We reveal that a significant proportion of the paternal ancestry of modern Albanians derives from groups ultimately descending from the BA-IA West Balkans, including those traditionally known as “Illyrians”, which reflects our findings on autosomal ancestry. However, inferring the language spoken by the Medieval samples from Albania is challenging, as Greek, South Slavic and West Balkan Romance are the only recorded languages of the region, while there is no indication of the survival of “Illyrian” following the first centuries of Roman rule. Furthermore, Albanian displays Latin loans from both the Western and Eastern Balkans, which attests to linguistic influences beyond the confines of modern Albania. Testing the Messapic hypothesis for Albanian was not possible due to the low coverage of said samples. Although the presence of haplogroups J2b-L283, I-M223, and R1b-Z2103 among the Messapians suggests a West Balkan origin, whether a related language persisted in the Balkans during Medieval times is unknown.
Even though Eastern Roman historians were unfamiliar with Albanians, we cannot exclude the possibility that proto-Albanians interacted with populations speaking Greek, Aromanian, or Slavic in what is now southern Albania during Medieval times. Given that genetic data strongly suggest a predominantly local origin for Albanians, their Medieval ancestors may have inhabited a geographically restricted area [possibly the region of Mat in central Albania], only occasionally venturing towards the south.
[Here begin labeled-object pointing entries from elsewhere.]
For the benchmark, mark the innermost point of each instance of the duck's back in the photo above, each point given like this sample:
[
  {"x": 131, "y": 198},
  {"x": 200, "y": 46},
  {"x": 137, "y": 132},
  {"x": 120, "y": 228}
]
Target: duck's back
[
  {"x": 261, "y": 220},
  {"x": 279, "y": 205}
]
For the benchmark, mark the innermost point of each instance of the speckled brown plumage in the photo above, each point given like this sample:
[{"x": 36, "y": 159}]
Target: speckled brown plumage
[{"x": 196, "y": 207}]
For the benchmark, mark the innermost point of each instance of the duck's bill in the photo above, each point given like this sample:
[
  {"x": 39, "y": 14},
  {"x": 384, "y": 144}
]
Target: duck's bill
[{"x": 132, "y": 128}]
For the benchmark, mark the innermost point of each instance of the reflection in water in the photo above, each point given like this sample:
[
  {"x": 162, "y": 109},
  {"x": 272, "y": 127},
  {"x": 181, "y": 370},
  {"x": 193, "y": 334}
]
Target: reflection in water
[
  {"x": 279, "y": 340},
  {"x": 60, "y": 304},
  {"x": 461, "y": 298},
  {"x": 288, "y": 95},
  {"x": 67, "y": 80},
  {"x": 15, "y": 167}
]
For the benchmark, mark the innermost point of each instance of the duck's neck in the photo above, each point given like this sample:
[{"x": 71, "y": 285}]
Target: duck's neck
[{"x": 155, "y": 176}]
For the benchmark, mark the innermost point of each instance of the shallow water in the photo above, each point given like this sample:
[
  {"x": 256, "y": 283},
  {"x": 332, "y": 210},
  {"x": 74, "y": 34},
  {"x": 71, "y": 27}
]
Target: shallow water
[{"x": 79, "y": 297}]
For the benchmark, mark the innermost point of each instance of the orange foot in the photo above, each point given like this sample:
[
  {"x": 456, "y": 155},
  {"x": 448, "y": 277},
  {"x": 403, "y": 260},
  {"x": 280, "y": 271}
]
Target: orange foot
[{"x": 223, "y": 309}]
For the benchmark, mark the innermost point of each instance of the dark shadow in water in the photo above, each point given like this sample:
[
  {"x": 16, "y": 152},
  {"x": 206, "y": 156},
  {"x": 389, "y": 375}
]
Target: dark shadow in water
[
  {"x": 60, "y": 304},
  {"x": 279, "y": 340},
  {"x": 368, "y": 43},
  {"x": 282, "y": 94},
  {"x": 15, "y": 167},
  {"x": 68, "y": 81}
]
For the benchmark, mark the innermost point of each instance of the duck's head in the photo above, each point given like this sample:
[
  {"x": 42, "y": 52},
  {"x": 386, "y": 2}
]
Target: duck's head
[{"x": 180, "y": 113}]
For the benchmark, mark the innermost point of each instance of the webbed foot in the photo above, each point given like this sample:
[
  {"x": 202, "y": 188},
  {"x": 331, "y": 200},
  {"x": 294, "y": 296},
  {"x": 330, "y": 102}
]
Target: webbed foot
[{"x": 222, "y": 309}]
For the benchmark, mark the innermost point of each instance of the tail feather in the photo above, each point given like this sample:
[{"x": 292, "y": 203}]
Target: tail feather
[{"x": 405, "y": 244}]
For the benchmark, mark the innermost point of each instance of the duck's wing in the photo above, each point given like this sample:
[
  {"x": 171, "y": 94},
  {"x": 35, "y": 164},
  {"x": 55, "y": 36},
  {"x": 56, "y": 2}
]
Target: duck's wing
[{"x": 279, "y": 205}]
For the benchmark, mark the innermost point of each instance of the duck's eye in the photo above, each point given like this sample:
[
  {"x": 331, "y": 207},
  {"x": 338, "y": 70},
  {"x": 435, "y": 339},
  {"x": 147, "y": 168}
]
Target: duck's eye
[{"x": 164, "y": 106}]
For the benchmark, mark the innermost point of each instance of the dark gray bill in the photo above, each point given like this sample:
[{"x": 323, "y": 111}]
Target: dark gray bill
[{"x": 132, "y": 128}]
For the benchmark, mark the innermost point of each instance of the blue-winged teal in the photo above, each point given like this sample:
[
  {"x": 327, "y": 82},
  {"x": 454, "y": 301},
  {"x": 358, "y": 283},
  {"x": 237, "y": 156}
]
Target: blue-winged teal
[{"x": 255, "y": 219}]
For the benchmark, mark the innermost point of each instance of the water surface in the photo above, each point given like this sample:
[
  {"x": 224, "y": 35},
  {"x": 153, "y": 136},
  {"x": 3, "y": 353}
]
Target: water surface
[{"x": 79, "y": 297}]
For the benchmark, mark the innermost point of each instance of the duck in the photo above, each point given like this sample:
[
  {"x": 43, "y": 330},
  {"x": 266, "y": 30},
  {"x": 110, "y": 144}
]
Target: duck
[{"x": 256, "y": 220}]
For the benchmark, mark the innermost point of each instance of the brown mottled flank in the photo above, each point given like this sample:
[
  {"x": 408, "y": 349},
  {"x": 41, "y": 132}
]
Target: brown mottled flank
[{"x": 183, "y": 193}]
These movements may have increased in scale over time, finally attracting the attention of Greek-speaking historians in the 11th century.
While the quest for the origins of the Albanian language will certainly continue, we expect that the present study will shape these debates and provide the necessary framework for more extensive research on the genetic ancestry of the ancient and modern inhabitants of Albania.